Affected code is https://we.phorge.it/source/phorge/browse/master/src/applications/auth/adapter/PhutilOAuth1AuthAdapter.php;cb934602c2e8c7da4b1c15793fe2511fe47c108d$102?as=source&blame=off

Event Timeline

https://we.phorge.it/source/phorge/browse/master/src/applications/auth/adapter/PhutilGitHubAuthAdapter.php$57-58 uses a boring
$future->addHeader('User-Agent', __CLASS__); for this.

I wonder if both should use something like PhabricatorEnv::getEnvConfig('phabricator.base-uri'); instead.

That would probably be a better User-Agent

I would like to better understand the root problem. I see that Cloudflare was showing a captcha to Phorge (what Phorge?). It seems it was because an user agent was missing. But aklapper said that we are already setting an user agent.

Why changing the current user agent should improve the situation?

@valerio.bozzolan: thats not what Andre says. He says another area of the code uses a terrible user agent and we should change that to a better one at the same time.

I would like to better understand the root problem.

Why changing the current user agent should improve the situation?

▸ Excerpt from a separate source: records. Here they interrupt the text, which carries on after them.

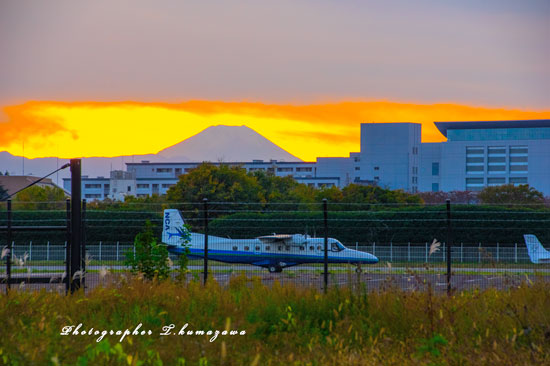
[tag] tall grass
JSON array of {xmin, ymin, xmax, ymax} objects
[{"xmin": 1, "ymin": 276, "xmax": 549, "ymax": 365}]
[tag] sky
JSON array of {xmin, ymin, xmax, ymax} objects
[{"xmin": 1, "ymin": 0, "xmax": 549, "ymax": 161}]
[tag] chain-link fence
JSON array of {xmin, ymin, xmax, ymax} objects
[{"xmin": 2, "ymin": 200, "xmax": 549, "ymax": 293}]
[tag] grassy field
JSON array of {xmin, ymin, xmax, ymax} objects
[{"xmin": 1, "ymin": 275, "xmax": 549, "ymax": 365}]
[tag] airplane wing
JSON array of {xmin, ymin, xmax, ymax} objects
[
  {"xmin": 257, "ymin": 234, "xmax": 293, "ymax": 244},
  {"xmin": 257, "ymin": 234, "xmax": 308, "ymax": 245}
]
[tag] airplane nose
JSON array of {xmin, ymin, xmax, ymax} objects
[{"xmin": 363, "ymin": 252, "xmax": 379, "ymax": 264}]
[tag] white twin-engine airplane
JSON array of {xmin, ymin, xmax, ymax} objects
[
  {"xmin": 161, "ymin": 209, "xmax": 379, "ymax": 273},
  {"xmin": 523, "ymin": 235, "xmax": 550, "ymax": 264}
]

A User-Agent string which makes it more easy to contact the owner of the software/website sending those requests is generally helpful when the software/website is scraping, compared to a generic user agent. Wikimedia SRE often blocks scraping activity from/with generic user agents as Wikimedia SRE has no other way to contact the folks running that software/website. See especially https://phabricator.wikimedia.org/T319423 (and maybe https://phabricator.wikimedia.org/T371039 or https://phabricator.wikimedia.org/T366363 ).
Many requests coming in with the very same generic user agent coming from a bunch of different IPs may get interpreted as a DDoS and thus more likely get blocked.